«La vocazione turistica legata allo sport è qualcosa su cui dobbiamo ragionare». E quindi «abbiamo supportato l’idea del centro federale del ghiaccio perché si sposa con la filosofia del territorio».
Parole del ministro dell’Economia Giancarlo Giorgetti che questa mattina, durante l’incontro a Palazzo Estense a Varese sugli enti locali nel futuro dell’Unione Europea organizzato nell’ambito del festival Glocal, si è soffermato nuovamente sulla possibilità di realizzare nel nostro territorio il centro federale degli sport del ghiaccio.
Rispetto alle altre città interessata al progetto, se «per Como penso a tante altre cose rispetto al centro federale del ghiaccio», invece «la concorrenza di Milano è seria, perché la grande metropoli affascina. Però se lo sport del ghiaccio vuole una madre e un padre, lo trova qui. Se vuoi essere coccolato vieni qua, se vuoi essere uno dei tanti vai da un’altra parte».
Giorgetti ha ricordato che «il tema coltivato da anni dello sport vogatorio ha creato una piccola isola che tutta Italia e non solo ci invidia, con il relativo indotto».
E ha ribadito che «chi decidere dovrà capire che qui questa disciplina troverà un padre o una madre adottivi. Con la possibilità di creare eventi collaterali, conoscenza territorio, promozione della nostra realtà».
Ad ascoltare Giorgetti in prima fila c’era un altro varesino, il presidente della Regione Lombardia Attilio Fontana. E sarà proprio la Regione a dover fare una scelta.
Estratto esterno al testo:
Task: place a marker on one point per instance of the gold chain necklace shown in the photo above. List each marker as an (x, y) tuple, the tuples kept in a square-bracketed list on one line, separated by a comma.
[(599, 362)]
All’inizio della mattinata organizzata in collaborazione con Matteo Bianchi, anche il presidente della Provincia di Varese Marco Magrini si era soffermato sul tema: «È l’occasione per realizzare e mantenere viva una struttura. La sede non è un problema, Varese si è proposta con le sue conoscenze e competenze e chiediamo di essere presi in considerazione».
Giorgetti, in confronto con Norman Gobbi, consigliere di Stato della Repubblica del Canton Ticino, si è soffermato anche su quello che lui stesso ha definito il «tema più caldo» della legge di bilancio, ossia il «contributo da parte dei frontalieri che optano per il servizio sanitario nazionale italiano».
Per il ministro «il principio è sacrosanto». «Un principio di giustizia – ha insistito –. Su entità e modalità dobbiamo discuterne in sede regionale».
Come noto, «c’è una seria situazione relativa al reperimento di personale sanitario nelle zone di confine. Abbiamo la necessità di rendere più attrattivo il lavoro in ambito sanitario, non solo ma specialmente in queste aree».